Achieved >15 nm spectral tunability in the near-infrared.

Demonstrated fast tuning rate of 1.35 nm/K.

Observed hysteretic optical bistability and mode hopping.

Abstract

Since the invention of the laser, adoption of new gain media and device architectures has provided solutions to a variety of applications requiring specific power, size, spectral, spatial, and temporal tunability. Here we introduce a fundamentally new type of tunable semiconductor laser based on a phase-change perovskite metasurface that acts simultaneously as gain medium and optical cavity. As a proof of principle demonstration, we fabricate a subwavelength-thin perovskite metasurface supporting bound states in the continuum (BICs).

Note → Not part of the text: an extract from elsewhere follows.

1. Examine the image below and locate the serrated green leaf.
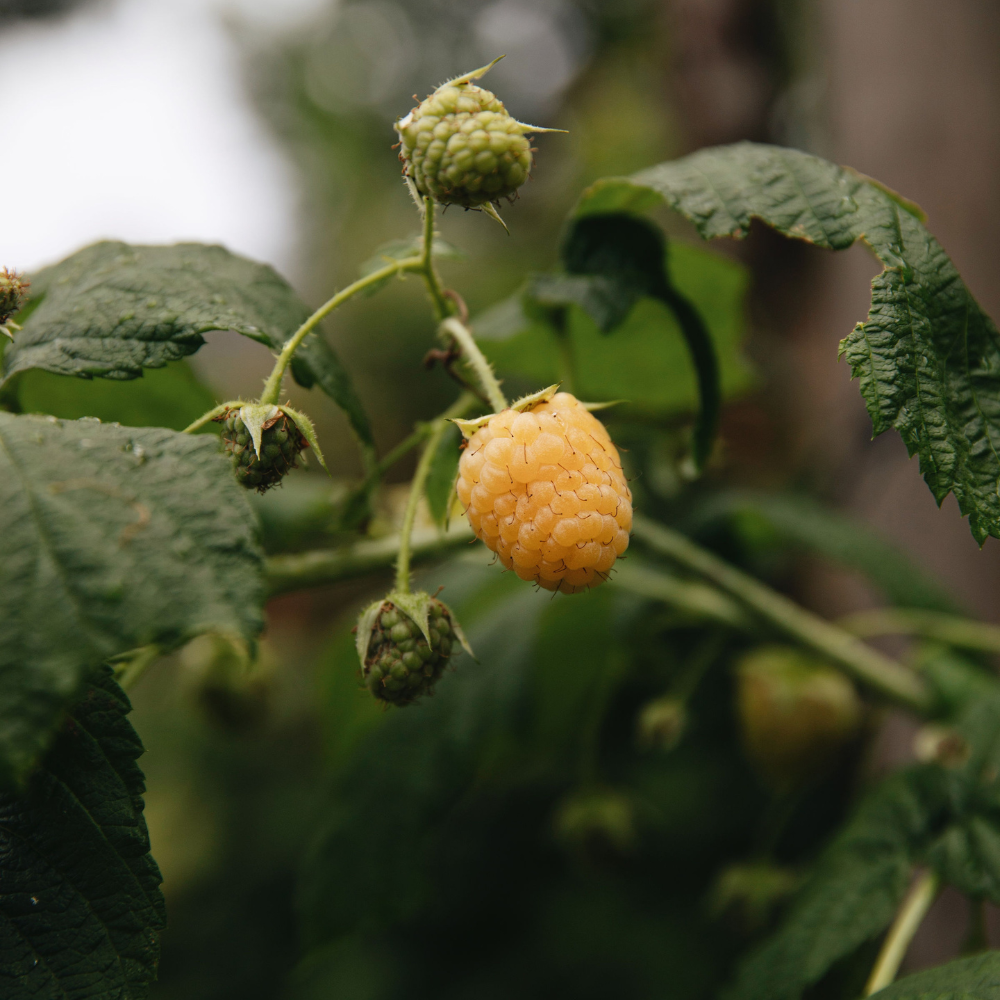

Upon the perovskite structural phase transitions, both its refractive index and gain vary substantially, inducing fast (1.35 nm/K rate) and broad spectral tunability (>15 nm in the near-infrared), deterministic spatial mode hopping between polarization vortexes, and hysteretic optical bistability of the microlaser. These features highlight the uniqueness of phase-change perovskite tunable lasers, which may find wide applications in compact and low-cost optical multiplexers, sensors, memories, and LIDARs.